For Georgians requiring an organ transplant, Piedmont’s Transplant Services are all about time. When an organ becomes available, we have round-the-clock capability to act. For the extensive consultation required before and after, patients get in their cars instead of flying out of state. Through our growing satellite consultation network, much of a patient’s care can be managed through referring doctors near the patient’s home, if he or she lives outside metro Atlanta. Above all, transplants at Piedmont mean more quality time in life.
Piedmont Hospital has been involved in organ transplantation for more than two decades. Since establishing our own program in 1999, transplant has grown rapidly. We exceed the national average for transplants involving living donors. Piedmont was the first Georgia hospital to perform laparoscopic kidney removal with a living donor. Piedmont doctors were the first in the state to perform a simultaneous kidney-pancreas transplant.
The Carlos and Marguerite Mason Trust established our Mason Transplant Clinic and funded a Chair in Transplant Services, held by Carlos Zayas, M.D., one of the nation’s top transplant nephrologists. The Clinic provides our transplant patients with one-stop pre-surgery evaluation and post-surgery outpatient follow-up care. The Mason Trust continues to empower our growth in transplant services.
Due to the expense involved both for a hospital and its patients, a broad base of philanthropic support is an essential element of an outstanding transplant program.
Opportunities: For an extended time after transplant surgery, a patient must be on expensive medications. The cost exceeds what insurance will cover. For this reason, transplant programs require that a waiting-list patient have $5,000 to $10,000 in advance for essential follow-up medicine. In some cases, meeting this threshold is a daunting task. A fund to assist patients with medication costs will relieve many patients and their families of a significant burden at a difficult time.

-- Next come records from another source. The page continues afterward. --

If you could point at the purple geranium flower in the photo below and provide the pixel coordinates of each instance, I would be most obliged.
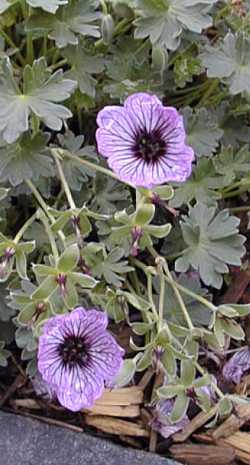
(77, 356)
(161, 422)
(144, 141)
(237, 365)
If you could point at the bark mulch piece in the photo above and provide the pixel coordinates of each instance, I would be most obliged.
(25, 441)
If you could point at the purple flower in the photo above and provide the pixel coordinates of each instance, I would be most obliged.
(144, 142)
(42, 389)
(161, 422)
(237, 365)
(77, 356)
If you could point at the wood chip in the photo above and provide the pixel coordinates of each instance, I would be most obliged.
(240, 441)
(116, 426)
(198, 421)
(128, 411)
(51, 421)
(233, 423)
(193, 454)
(124, 396)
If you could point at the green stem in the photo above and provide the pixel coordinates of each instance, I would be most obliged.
(162, 297)
(44, 207)
(89, 164)
(10, 42)
(45, 44)
(59, 64)
(213, 85)
(179, 298)
(26, 225)
(38, 197)
(231, 187)
(50, 234)
(29, 46)
(150, 295)
(64, 181)
(190, 293)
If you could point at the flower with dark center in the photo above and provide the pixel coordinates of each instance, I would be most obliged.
(144, 142)
(77, 357)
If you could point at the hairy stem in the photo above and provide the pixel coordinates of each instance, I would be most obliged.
(26, 225)
(64, 181)
(44, 220)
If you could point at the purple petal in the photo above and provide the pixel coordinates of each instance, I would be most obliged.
(237, 366)
(144, 142)
(77, 355)
(145, 108)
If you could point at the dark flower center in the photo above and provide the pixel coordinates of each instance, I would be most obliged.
(150, 147)
(73, 351)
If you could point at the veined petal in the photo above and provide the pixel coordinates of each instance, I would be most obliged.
(77, 355)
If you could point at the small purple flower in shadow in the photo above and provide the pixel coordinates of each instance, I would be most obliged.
(77, 356)
(161, 422)
(237, 366)
(144, 142)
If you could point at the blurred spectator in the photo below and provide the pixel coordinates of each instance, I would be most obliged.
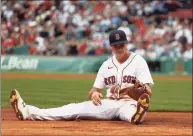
(82, 27)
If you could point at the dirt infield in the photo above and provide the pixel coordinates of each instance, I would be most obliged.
(156, 123)
(160, 124)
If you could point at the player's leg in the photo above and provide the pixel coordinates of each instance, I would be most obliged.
(84, 110)
(134, 111)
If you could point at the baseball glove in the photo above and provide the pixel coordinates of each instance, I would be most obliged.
(134, 91)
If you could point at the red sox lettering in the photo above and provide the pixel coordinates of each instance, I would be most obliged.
(111, 79)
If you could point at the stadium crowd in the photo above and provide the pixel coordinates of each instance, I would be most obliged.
(81, 27)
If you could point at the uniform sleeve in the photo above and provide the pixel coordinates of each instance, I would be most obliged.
(99, 81)
(143, 73)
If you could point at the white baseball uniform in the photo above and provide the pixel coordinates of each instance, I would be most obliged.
(110, 73)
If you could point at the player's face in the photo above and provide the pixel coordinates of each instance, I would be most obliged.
(119, 49)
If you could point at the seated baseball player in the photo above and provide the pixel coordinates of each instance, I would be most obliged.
(128, 83)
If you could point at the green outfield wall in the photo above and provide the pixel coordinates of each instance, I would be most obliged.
(87, 64)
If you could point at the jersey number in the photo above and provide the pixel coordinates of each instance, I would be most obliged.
(109, 80)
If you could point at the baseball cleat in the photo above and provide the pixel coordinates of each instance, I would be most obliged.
(18, 105)
(142, 106)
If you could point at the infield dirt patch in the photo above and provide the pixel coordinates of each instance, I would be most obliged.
(156, 123)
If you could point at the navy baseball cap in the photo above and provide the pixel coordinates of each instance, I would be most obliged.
(117, 37)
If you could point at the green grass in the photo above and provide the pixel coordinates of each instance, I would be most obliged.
(45, 93)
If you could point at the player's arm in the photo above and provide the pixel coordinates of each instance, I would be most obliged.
(95, 95)
(148, 89)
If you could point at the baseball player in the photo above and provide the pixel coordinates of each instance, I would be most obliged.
(128, 81)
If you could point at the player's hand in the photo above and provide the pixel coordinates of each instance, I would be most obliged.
(96, 98)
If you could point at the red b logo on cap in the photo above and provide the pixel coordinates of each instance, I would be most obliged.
(117, 36)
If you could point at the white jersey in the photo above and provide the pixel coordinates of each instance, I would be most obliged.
(113, 73)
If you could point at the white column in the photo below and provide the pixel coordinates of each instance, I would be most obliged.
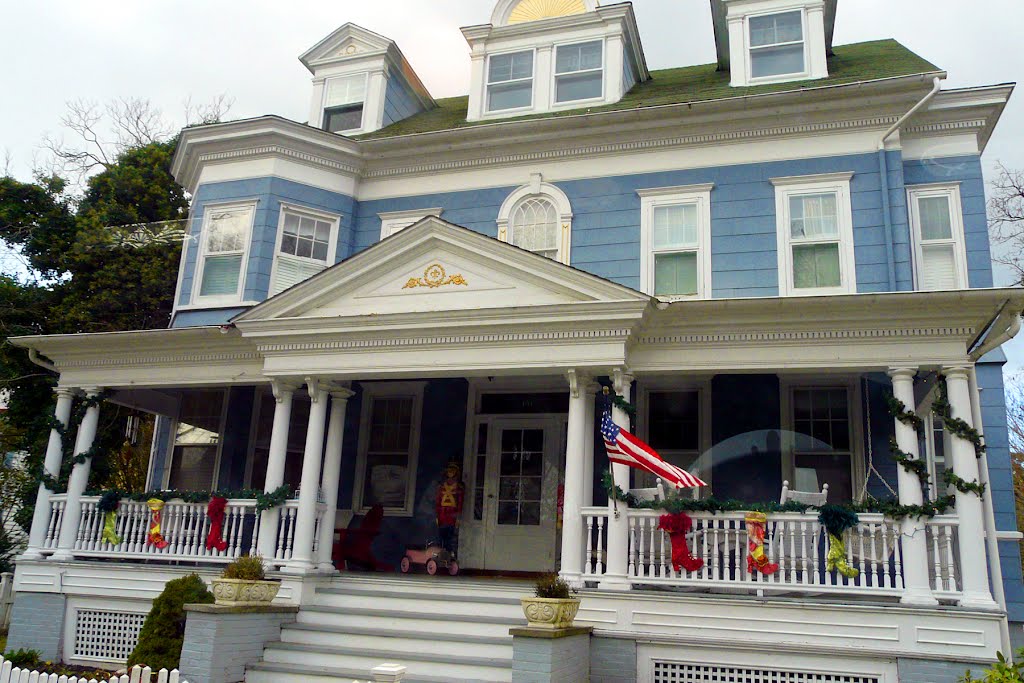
(305, 518)
(78, 481)
(51, 466)
(332, 473)
(283, 394)
(916, 587)
(617, 528)
(974, 567)
(572, 522)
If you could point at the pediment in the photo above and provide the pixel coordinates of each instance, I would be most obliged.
(434, 266)
(347, 41)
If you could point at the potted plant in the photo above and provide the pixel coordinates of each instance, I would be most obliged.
(553, 605)
(244, 584)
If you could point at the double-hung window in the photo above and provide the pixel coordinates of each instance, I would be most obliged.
(675, 239)
(510, 81)
(776, 44)
(815, 235)
(343, 102)
(936, 221)
(389, 446)
(305, 243)
(224, 247)
(579, 72)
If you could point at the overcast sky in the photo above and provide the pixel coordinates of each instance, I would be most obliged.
(169, 50)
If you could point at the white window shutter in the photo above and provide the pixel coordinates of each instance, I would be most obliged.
(292, 271)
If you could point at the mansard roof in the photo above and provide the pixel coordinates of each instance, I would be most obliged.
(873, 60)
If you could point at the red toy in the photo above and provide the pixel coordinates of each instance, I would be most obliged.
(432, 557)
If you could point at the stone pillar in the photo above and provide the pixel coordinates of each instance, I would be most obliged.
(78, 481)
(332, 473)
(974, 567)
(283, 394)
(916, 588)
(617, 527)
(572, 524)
(51, 466)
(305, 519)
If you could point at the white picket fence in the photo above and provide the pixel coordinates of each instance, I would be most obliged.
(9, 674)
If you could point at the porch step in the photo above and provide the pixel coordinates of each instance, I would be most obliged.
(451, 630)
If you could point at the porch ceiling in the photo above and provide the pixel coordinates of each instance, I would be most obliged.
(797, 334)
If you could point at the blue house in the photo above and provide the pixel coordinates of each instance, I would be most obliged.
(774, 269)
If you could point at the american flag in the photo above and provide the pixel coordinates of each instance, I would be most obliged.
(625, 449)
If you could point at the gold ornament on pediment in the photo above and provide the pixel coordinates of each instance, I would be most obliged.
(435, 276)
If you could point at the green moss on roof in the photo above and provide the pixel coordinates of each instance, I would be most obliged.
(850, 63)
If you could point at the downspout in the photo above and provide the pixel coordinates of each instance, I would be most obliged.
(884, 174)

In a similar vein, a housing fund is needed to support patients in getting the after-care they require in an affordable manner. Following transplant surgery, patients must spend up to two weeks in closely monitored after-care. This involves daily outpatient visits and proximity to Piedmont so that immediate help is available if a problem develops. Our goal is to have a housing fund to help non-local patients cover their post-surgical residential costs, which typically are not reimbursed by insurance.

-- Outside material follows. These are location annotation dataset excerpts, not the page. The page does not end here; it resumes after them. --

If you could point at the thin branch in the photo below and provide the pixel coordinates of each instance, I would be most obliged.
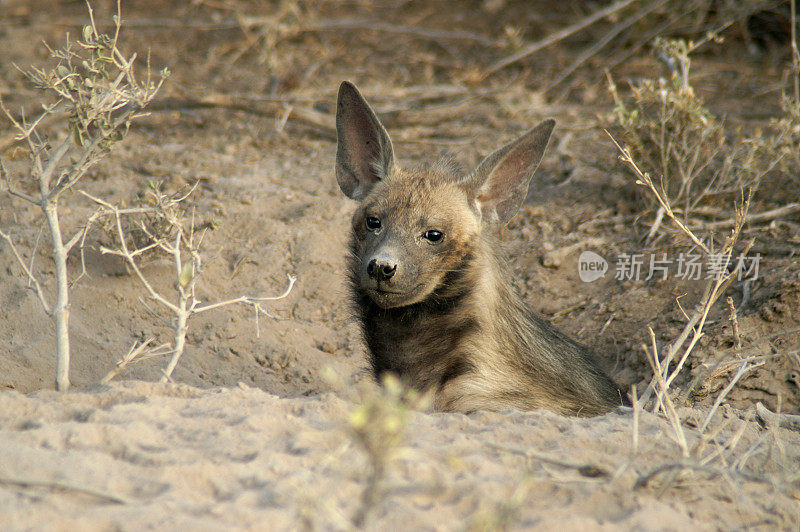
(66, 486)
(32, 280)
(248, 299)
(558, 36)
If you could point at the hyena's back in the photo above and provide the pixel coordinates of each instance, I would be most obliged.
(431, 289)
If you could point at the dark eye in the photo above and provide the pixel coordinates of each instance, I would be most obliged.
(433, 235)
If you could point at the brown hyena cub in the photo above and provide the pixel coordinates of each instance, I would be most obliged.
(430, 283)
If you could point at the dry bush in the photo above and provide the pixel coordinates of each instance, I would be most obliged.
(697, 160)
(167, 226)
(378, 426)
(91, 85)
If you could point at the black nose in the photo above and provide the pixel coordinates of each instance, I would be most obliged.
(381, 270)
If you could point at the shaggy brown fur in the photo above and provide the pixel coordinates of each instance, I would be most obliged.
(431, 288)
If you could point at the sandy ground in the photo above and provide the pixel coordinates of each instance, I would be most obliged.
(135, 455)
(252, 435)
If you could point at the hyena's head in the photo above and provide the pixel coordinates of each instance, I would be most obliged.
(415, 227)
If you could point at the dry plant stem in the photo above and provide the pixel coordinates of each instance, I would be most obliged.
(138, 351)
(186, 271)
(713, 290)
(599, 45)
(766, 216)
(663, 395)
(100, 108)
(744, 368)
(66, 486)
(558, 36)
(795, 53)
(788, 421)
(644, 179)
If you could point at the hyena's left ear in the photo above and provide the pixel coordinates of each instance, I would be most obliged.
(364, 152)
(499, 184)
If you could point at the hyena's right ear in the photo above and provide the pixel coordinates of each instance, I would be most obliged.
(364, 153)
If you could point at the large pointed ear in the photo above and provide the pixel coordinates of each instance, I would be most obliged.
(499, 184)
(364, 153)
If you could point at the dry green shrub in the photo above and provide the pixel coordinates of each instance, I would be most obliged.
(673, 136)
(167, 226)
(93, 87)
(379, 426)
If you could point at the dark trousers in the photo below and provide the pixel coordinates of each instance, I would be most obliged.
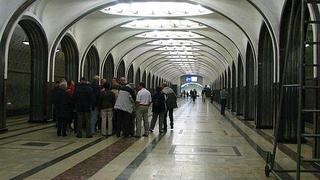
(62, 126)
(124, 123)
(223, 105)
(165, 119)
(84, 120)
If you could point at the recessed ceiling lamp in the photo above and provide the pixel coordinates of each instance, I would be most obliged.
(183, 57)
(178, 48)
(183, 60)
(170, 35)
(163, 24)
(157, 9)
(180, 53)
(172, 42)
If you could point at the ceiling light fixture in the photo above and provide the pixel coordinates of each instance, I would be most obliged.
(157, 9)
(163, 24)
(173, 42)
(170, 35)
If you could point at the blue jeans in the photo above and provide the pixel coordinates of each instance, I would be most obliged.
(94, 119)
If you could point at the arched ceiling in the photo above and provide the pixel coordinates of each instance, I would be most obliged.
(226, 28)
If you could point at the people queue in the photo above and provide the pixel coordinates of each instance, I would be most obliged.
(113, 107)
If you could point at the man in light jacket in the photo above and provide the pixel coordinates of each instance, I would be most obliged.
(171, 103)
(124, 108)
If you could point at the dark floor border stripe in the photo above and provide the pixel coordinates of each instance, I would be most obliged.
(129, 170)
(90, 166)
(17, 123)
(256, 147)
(283, 148)
(26, 132)
(56, 160)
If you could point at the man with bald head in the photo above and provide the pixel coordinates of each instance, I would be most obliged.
(124, 108)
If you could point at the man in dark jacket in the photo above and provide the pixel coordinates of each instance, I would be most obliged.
(171, 103)
(54, 98)
(95, 111)
(158, 109)
(84, 99)
(106, 103)
(64, 109)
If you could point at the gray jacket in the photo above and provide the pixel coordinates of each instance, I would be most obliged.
(171, 98)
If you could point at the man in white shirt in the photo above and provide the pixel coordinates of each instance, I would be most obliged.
(143, 102)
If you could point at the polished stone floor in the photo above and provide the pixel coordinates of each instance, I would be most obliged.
(202, 145)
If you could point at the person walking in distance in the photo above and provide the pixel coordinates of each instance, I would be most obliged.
(158, 109)
(142, 107)
(171, 103)
(84, 99)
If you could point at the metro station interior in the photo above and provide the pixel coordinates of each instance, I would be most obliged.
(263, 53)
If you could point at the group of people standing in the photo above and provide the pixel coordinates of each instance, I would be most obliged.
(114, 108)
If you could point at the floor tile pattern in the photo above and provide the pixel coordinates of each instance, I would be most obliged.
(90, 166)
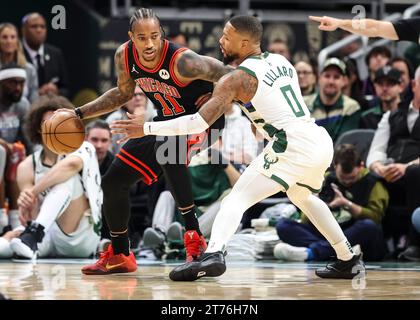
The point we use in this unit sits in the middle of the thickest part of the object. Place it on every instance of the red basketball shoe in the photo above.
(194, 244)
(111, 263)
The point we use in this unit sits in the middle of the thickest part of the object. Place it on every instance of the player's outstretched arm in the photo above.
(115, 97)
(363, 27)
(60, 172)
(235, 86)
(192, 66)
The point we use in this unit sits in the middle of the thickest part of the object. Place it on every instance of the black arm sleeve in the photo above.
(408, 29)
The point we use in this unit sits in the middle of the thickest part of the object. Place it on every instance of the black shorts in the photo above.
(146, 155)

On the clinical side, having an on-site histocompatibility lab will allow Transplant Services to expedite critical lab results and achieve important efficiencies. An HLA lab monitors antibody fluctuations pre- and post-surgery. This work currently is outsourced, costing nearly $2 million a year.

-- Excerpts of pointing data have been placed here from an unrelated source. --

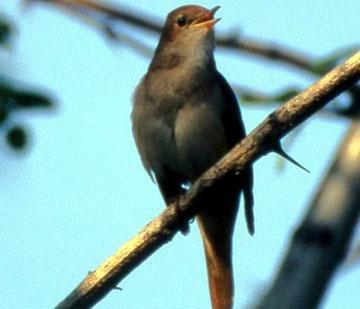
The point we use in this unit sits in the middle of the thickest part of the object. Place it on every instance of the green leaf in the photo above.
(278, 97)
(17, 138)
(6, 31)
(3, 115)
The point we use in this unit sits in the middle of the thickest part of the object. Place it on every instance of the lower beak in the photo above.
(208, 21)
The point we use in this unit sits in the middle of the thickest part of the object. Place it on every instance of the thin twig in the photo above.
(321, 242)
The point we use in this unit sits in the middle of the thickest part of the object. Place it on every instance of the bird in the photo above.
(185, 118)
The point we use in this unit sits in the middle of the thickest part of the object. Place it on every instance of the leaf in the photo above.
(5, 32)
(17, 138)
(327, 63)
(29, 99)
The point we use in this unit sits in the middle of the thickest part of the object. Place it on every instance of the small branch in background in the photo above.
(321, 242)
(104, 17)
(159, 231)
(14, 99)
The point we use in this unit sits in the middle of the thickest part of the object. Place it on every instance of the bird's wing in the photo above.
(235, 131)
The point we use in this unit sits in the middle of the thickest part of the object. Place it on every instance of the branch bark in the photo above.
(273, 52)
(321, 242)
(261, 140)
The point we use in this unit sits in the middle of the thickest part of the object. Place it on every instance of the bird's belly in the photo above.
(200, 139)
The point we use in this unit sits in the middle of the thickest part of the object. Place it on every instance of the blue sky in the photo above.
(80, 192)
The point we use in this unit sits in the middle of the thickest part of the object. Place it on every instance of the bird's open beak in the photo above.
(207, 20)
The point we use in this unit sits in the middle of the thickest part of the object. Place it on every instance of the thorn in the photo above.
(278, 149)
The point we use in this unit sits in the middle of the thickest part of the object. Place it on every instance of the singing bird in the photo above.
(185, 118)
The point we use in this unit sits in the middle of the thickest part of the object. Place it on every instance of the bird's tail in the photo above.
(216, 227)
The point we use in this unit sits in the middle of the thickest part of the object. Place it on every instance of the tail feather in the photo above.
(216, 224)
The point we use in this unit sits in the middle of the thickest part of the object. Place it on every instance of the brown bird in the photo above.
(185, 118)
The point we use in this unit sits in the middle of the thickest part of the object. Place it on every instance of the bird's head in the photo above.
(188, 34)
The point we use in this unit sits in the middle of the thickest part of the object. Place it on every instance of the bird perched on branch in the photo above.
(185, 118)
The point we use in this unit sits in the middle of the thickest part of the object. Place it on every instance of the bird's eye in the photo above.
(181, 21)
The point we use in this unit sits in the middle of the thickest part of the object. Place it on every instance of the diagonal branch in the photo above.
(273, 52)
(320, 243)
(161, 230)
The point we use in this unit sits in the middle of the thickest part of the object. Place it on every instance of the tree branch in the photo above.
(321, 242)
(261, 140)
(273, 52)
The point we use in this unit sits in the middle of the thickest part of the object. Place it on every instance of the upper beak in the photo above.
(207, 20)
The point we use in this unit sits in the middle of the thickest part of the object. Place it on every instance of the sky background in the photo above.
(81, 191)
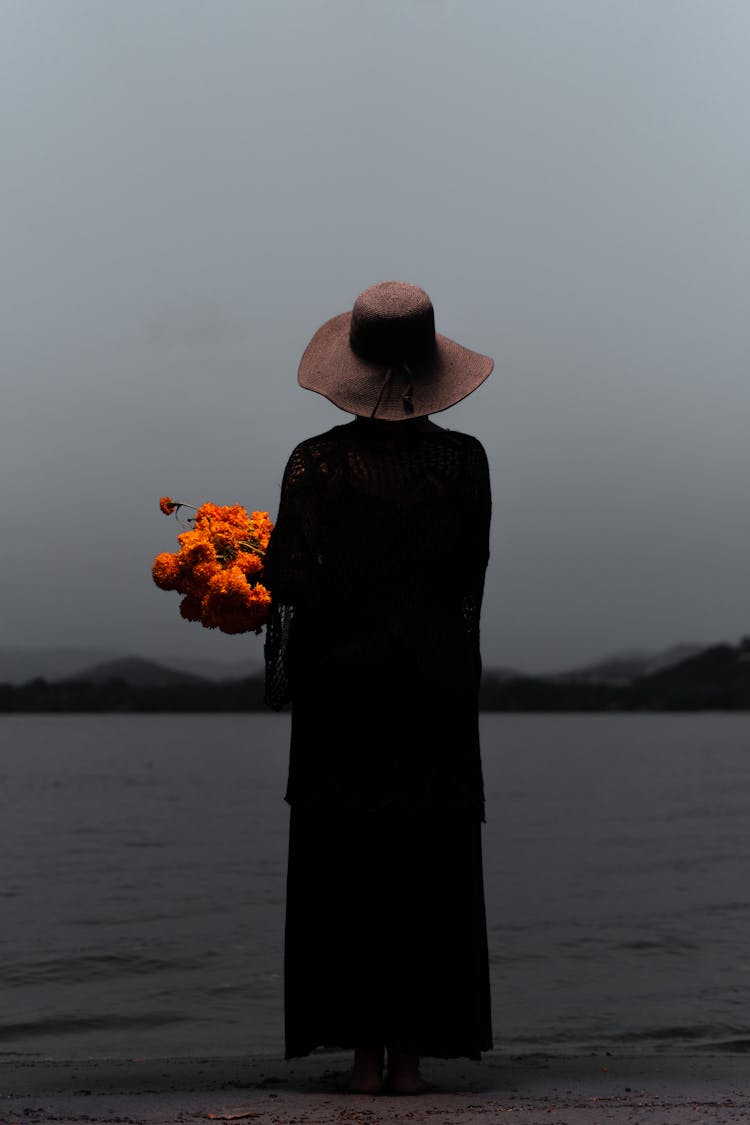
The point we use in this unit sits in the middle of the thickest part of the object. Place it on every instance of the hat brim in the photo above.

Two years after receiving two liver transplants at Piedmont Hospital, 28-year old Lauren Donkar participated in the National Kidney Foundation’s 2008 U.S. Transplant Games in Pittsburg, an Olympic-style event for athletes who have received a life-saving organ transplant. Lauren won the silver medal in women’s tennis and also competed in a 5K race.
For many, this accomplishment would have sufficed in marking a return to good health and to celebrate a life that almost ended far too early. However, Lauren and her husband, whose health insurance covered the majority of her bills, wanted to do something to help less fortunate families facing transplantation without health insurance or savings. In 2007, they hosted their first annual golf tournament to support Piedmont’s transplant program and the Georgia Transplant Foundation, raising $20,000 and last year raised over $25,000.
Contributions to Piedmont’s transplant program: cover the cost beyond what insurance will cover of expensive medications patients must take following transplantation; provide housing for patients and their families who do not live in Atlanta but require follow up care; and will create an on-site histo-liposetic antigen (HLA) lab to expedite critical lab results and achieve the best results for our patients.